Ed was a Christian trustee. Churches speak much of stewardship. We hear less about the closely-related concept of trusteeship, which is every bit as noble and theologically rich. Ed Vick was the consummate trustee.
At his beloved alma mater, Ed was a member of North Carolina State University’s Board of Visitors. He served on the board of directors of the university’s School of Engineering, Technology & Sciences and its Engineering Foundation. In Baptist life he served on the board of directors or its equivalent for Meredith College, Wake Forest University’s School of Divinity, national Cooperative Baptist Fellowship and the CBF Foundation, CBF of North Carolina and Associated Baptist Press.
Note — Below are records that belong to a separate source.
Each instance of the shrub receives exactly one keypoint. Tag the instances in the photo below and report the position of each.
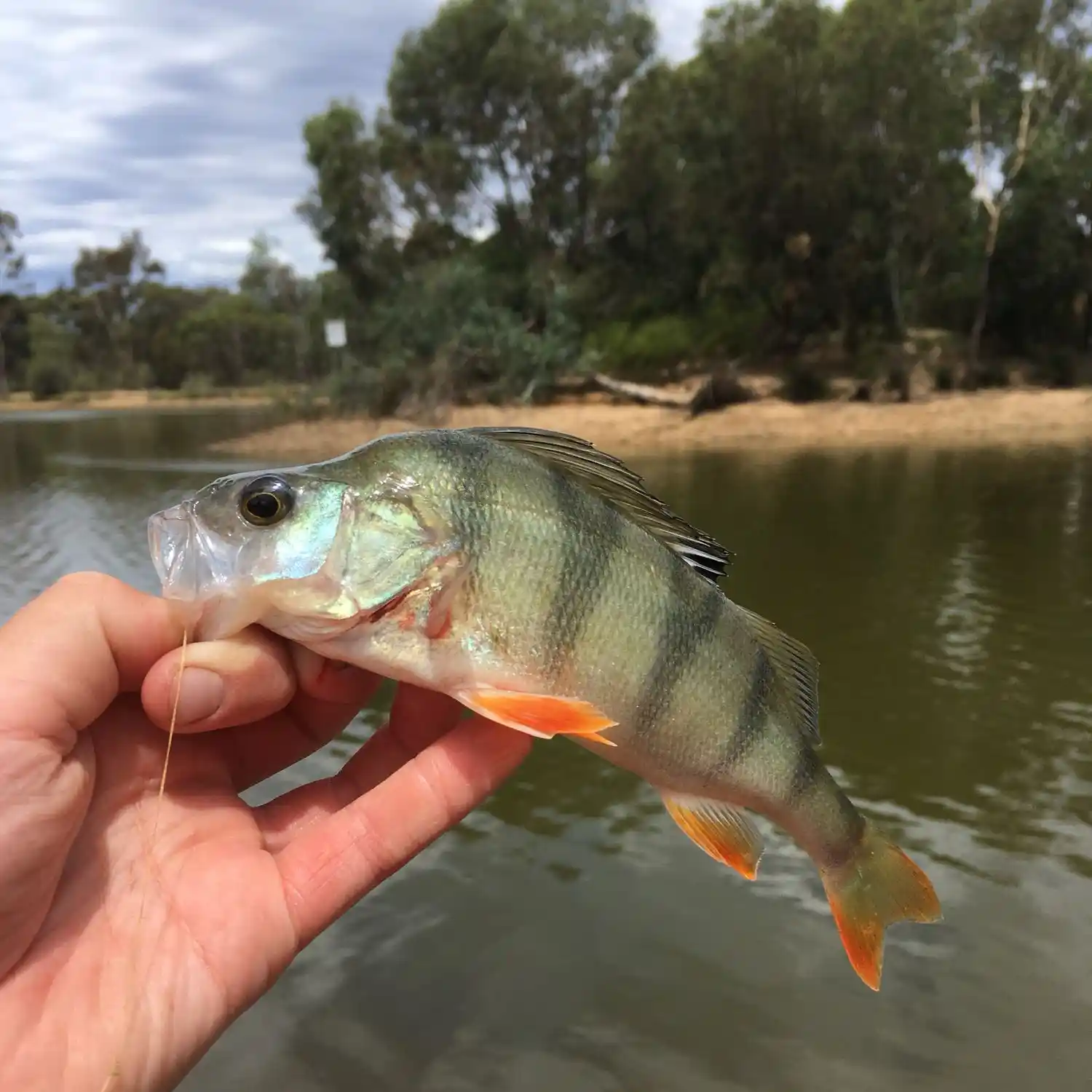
(47, 379)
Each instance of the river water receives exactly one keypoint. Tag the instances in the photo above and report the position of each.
(568, 938)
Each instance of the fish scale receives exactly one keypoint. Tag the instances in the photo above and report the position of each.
(537, 581)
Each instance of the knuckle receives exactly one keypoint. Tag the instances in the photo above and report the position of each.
(87, 583)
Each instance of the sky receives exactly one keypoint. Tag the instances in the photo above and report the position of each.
(183, 119)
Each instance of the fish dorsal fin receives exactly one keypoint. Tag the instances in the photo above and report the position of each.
(797, 670)
(614, 482)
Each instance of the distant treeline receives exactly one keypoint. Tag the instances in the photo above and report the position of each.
(543, 194)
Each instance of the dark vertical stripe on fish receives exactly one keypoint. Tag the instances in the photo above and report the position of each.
(472, 502)
(583, 574)
(804, 775)
(753, 716)
(681, 631)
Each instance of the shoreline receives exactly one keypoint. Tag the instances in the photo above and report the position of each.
(984, 419)
(138, 400)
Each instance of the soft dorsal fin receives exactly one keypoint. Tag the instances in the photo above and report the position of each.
(620, 487)
(797, 670)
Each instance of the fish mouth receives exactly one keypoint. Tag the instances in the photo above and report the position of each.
(197, 576)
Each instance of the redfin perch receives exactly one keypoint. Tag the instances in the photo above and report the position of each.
(537, 580)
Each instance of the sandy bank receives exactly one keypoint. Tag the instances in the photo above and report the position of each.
(980, 419)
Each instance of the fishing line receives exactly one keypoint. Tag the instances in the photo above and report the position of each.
(115, 1068)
As a trustee, Ed understood what it meant to hold in sacred trust an organization, its vision and mission and its financial and human assets. He understood the trustee’s fiduciary role with all its import and implications.
Ed brought to his trusteeships the vision of an expert planner, the acumen of an enormously successful businessman, the precision of an excellent engineer, the wisdom of practical experience and a gifted intellect, and the integrity of leadership to put his money where his mouth was.
His trusteeships were guided by strongly held convictions. Ed shot straight, talked straight and expected of others the same straightforwardness. He had a fierce love of truth and truthfulness that left little patience for dishonesty spoken or lived. As Lolley said in his eulogy, Ed was the anti-chameleon. You never doubted where he stood. Yet you also knew he could be persuaded by facts, logic and experience. He never gloated when he was right, as he usually was. And he was humble enough to admit when he was wrong, which he rarely was.
Last fall at an event in Nashville, Tenn., Charles Overby, who chaired ABP’s founding Board of Directors, accepted the organization’s Founders Award on behalf of all the members of that inaugural board and the group of editors and others who launched ABP as an independent religion news service. Overby remarked, “They say that newspapers are a daily miracle. If that’s true, then Associated Baptist Press is a 20-year miracle.”
Ed Vick helped to nurture the miracle of ABP through two decades of enormous financial challenges. He did so as a freedom-loving Baptist who believed Baptist Christians and churches need and deserve free and responsible journalism.
On May 13 ABP lost a faithful and generous trustee. I lost a trusted friend and mentor. The Baptist family lost a genuine Columbus.